Observing the ability of vasculogenic mimicry in different cell lines in three-dimensional culture. A. L02; B. SMMC-7721; C. MHCC-97H. Bar=100 μm.
The effect of hepatocellular CAF conditioned medium on VM of MHCC-97H cells in three-dimensional culture
After 24 hours of culture, the tubular structures of MHCC-97H cells cultured in different concentrations of CAF conditioned medium were photographed and counted (Table 4). The results showed that the three concentrations of the CAF conditioned medium could promote MHCC-97H cells to form VM, and the tubular structures were smaller than those of the control group. The number of VM formed in each experimental group was significantly different from that in the control group (F=10.889, P<0.01), but there was no significant difference in the three experimental groups (P>0.05, Figures 5, 6).
Table 4.
The effect of different concentrations of the CAF conditioned medium on the formation of VM in MHCC-97H (x̅ ± s)
| Group | Number of VM (24 h) |
|---|---|
| Control | 14.67±1.528 |
| Low concentration | 24.33±2.517 |
| Medium concentration | 25.33±4.041 |
| High concentration | 27.00±3.000 |
| F | 10.889 |
| P | 0.003 |
Figure 5.
The effect of different concentrations of CAF conditioned medium on the formation of VM in MHCC-97H. A. The control group. B. Low concentration group. C. Medium concentration group. D. High concentration group. Bar=100 μm.
Figure 6.
The effect of different concentrations of the CAF conditioned medium on the formation of VM in MHCC-97H.

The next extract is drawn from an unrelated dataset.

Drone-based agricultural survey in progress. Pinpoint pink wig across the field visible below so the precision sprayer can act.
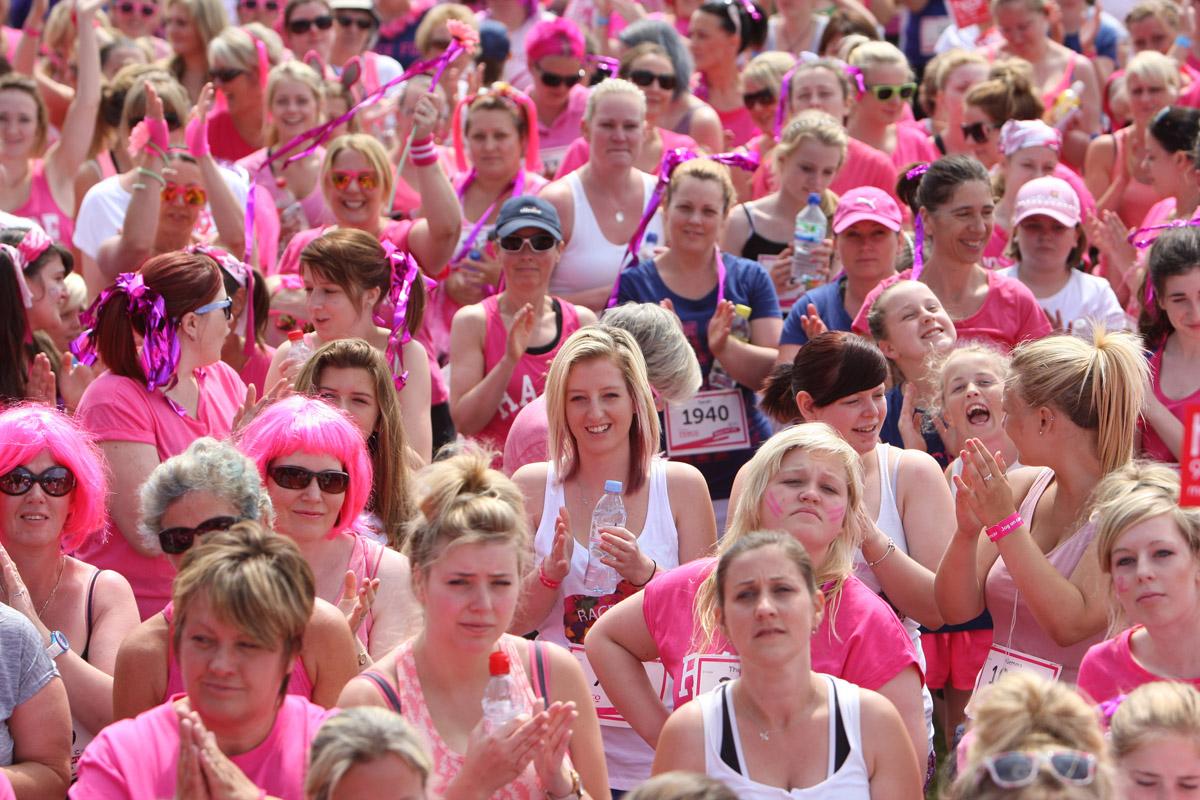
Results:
[0,405,108,551]
[231,395,374,539]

Detection of the mRNA level expression of VM-related genes MMP2 and EphA2 by real-time PCR
The mRNA levels of VM-related genes, MMP2 and EphA2 in MHCC-97H cells were detected by real-time PCR. The results showed that the mRNA level expression of MMP2 in the three experimental groups of CAF conditioned medium was significantly higher than in the control group (Figure 7A), and there was a statistical significance (F=22.524, P<0.01; Table 5). The mRNA level expression of MMP2 in the medium concentration group was higher than in the high and low concentration groups, but there was no significant difference among the three groups (P>0.05). Compared with the control group, the mRNA level expression of EphA2 in the experimental groups was significantly higher (Figure 7B; Table 5; F=18.784, P<0.01). The expression in the low concentration group was higher than in the medium and high concentration groups, but there was no significant difference among the three groups (P>0.05). The results showed that the CAF conditioned medium could increase the mRNA level expression of MMP2 and EphA2 in MHCC-97H cells, but there was no significant difference in the different concentrations.
Figure 7.
PCR detected the mRNA level expression of MMP2 (A) and EphA2 (B) in MHCC-97H.
Table 5.
PCR detected the mRNA level expression of MMP2 and EphA2 in MHCC-97H (x ± s)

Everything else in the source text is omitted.